Contrastive Self-Supervised Learning As Neural Manifold Packing

TL;DR

CLAMP reframes contrastive self-supervised learning as neural-manifold packing, using a physics-inspired short-range repulsive loss to separate augmentation sub-manifolds. By approximating each sub-manifold as an ellipsoid and optimizing a packing energy, CLAMP achieves competitive linear-evaluation performance and strong transfer to object detection, while revealing emergent, class-specific manifolds. The approach bridges non-equilibrium physics and SSL, with Brain-Score analyses showing cortical-like alignment in higher visual areas.
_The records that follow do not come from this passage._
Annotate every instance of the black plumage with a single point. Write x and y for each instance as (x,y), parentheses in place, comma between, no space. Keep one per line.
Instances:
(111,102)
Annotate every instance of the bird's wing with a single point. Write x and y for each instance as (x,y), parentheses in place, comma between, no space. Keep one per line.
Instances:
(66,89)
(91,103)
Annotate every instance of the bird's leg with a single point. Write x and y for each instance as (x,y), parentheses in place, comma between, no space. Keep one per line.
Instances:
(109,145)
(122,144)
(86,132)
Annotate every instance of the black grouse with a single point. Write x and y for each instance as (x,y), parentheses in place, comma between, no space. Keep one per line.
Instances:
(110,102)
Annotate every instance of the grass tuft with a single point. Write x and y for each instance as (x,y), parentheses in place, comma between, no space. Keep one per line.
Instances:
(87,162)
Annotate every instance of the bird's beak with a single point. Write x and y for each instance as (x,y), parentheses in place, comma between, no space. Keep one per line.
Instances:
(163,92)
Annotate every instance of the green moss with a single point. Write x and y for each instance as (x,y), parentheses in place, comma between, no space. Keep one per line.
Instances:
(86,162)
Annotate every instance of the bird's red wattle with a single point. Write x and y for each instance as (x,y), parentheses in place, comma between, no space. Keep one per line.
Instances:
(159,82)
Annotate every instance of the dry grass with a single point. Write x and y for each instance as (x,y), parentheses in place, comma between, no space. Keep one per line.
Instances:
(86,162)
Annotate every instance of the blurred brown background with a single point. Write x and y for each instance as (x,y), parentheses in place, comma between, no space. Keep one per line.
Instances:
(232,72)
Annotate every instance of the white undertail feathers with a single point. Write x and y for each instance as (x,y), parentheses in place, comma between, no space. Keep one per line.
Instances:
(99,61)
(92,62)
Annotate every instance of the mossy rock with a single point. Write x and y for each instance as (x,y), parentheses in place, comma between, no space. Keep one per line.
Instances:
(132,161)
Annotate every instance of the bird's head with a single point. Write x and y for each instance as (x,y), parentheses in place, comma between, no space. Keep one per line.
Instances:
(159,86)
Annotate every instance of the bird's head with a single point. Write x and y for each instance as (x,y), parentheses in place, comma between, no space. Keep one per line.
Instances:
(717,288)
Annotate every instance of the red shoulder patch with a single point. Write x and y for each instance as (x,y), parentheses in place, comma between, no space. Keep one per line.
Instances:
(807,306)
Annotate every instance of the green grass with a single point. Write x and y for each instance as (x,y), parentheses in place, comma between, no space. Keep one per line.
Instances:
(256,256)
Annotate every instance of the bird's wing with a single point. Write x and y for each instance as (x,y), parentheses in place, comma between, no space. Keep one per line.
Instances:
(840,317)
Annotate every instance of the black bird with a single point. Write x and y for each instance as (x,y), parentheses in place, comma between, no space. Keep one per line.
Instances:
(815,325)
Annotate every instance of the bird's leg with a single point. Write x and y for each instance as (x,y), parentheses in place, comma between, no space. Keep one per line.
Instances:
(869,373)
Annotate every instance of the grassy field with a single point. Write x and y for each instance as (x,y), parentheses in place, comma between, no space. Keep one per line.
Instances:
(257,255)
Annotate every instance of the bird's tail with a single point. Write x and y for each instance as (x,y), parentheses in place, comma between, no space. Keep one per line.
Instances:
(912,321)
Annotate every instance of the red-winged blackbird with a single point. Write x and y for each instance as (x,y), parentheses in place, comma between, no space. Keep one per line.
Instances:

Overall, manifold packing provides a principled, interpretable mechanism for structuring high-dimensional representations with practical downstream benefits.

Abstract

Contrastive self-supervised learning based on point-wise comparisons has been widely studied for vision tasks. In the visual cortex of the brain, neuronal responses to distinct stimulus classes are organized into geometric structures known as neural manifolds. Accurate classification of stimuli can be achieved by effectively separating these manifolds, akin to solving a packing problem. We introduce Contrastive Learning As Manifold Packing (CLAMP), a self-supervised framework that recasts representation learning as a manifold packing problem. CLAMP introduces a loss function inspired by the potential energy of short-range repulsive particle systems, such as those encountered in the physics of simple liquids and jammed packings. In this framework, each class consists of sub-manifolds embedding multiple augmented views of a single image. The sizes and positions of the sub-manifolds are dynamically optimized by following the gradient of a packing loss. This approach yields interpretable dynamics in the embedding space that parallel jamming physics, and introduces geometrically meaningful hyperparameters within the loss function. Under the standard linear evaluation protocol, which freezes the backbone and trains only a linear classifier, CLAMP achieves competitive performance with state-of-the-art self-supervised models. Furthermore, our analysis reveals that neural manifolds corresponding to different categories emerge naturally and are effectively separated in the learned representation space, highlighting the potential of CLAMP to bridge insights from physics, neural science, and machine learning.

Figures (7)

• Figure 1: CLAMP architecture. The CLAMP framework processes a batch of $b$ input images by applying augmentations to generate $m$ views for each image. These augmented views are then encoded and projected into a shared embedding space. Within this space, the augmented embeddings corresponding to each input form a distinct sub-manifold, resulting in $b$ such sub-manifolds. Then, a pairwise packing loss is applied to minimize overlap between these sub-manifolds. The gradient of the loss is subsequently backpropagated to optimize the model.
• Figure 2: Sub-manifold and visualization of the embedding space. (a) Schematic for approximating augmentation sub-manifolds as ellipsoids with different scale factor $r_s$. (b) We selected 10 images from the MNIST dataset, one for each digit from 0 to 9, and applied Gaussian noise augmentation. These augmented images were then encoded into a 3-dimensional embedding space for visualization. Solid dots represent the embedding points of each augmented view, while the shaded regions denote circumscribed ellipsoids defined by $(\Tilde{z} - Z_i) (\Lambda_i)^{-1} (\Tilde{z} - Z_i) = r_s^2$. Left: the initial embeddings. Right: the trained embeddings. For this toy example, we use $r_s = 3.0$
• Figure 3: Training dynamics: (a) Number of neighbours as a function of epochs. (b) Average embedding sub-manifold sizes as the function of epochs. (c) Distances between pair of embeddings for untrained and trained networks.
• Figure 4: The properties of sub-manifolds in the embedding space for the pretrained ResNet-18 network are characterized by: (a) Orientation similarity: the squared cosine similarity between the principal orientations of the sub-manifolds. (b) Centroid distances: the Euclidean distances between the centroids of different sub-manifolds. (c) Centroid similarity: the cosine similarity between the centroid points of sub-manifolds.
• Figure 5: t-SNE visualization of the representations. Visualization of the 256-dimensional representation space by t-SNE method. Each color shows the representation corresponding to different category in CIFAR-10 dataset.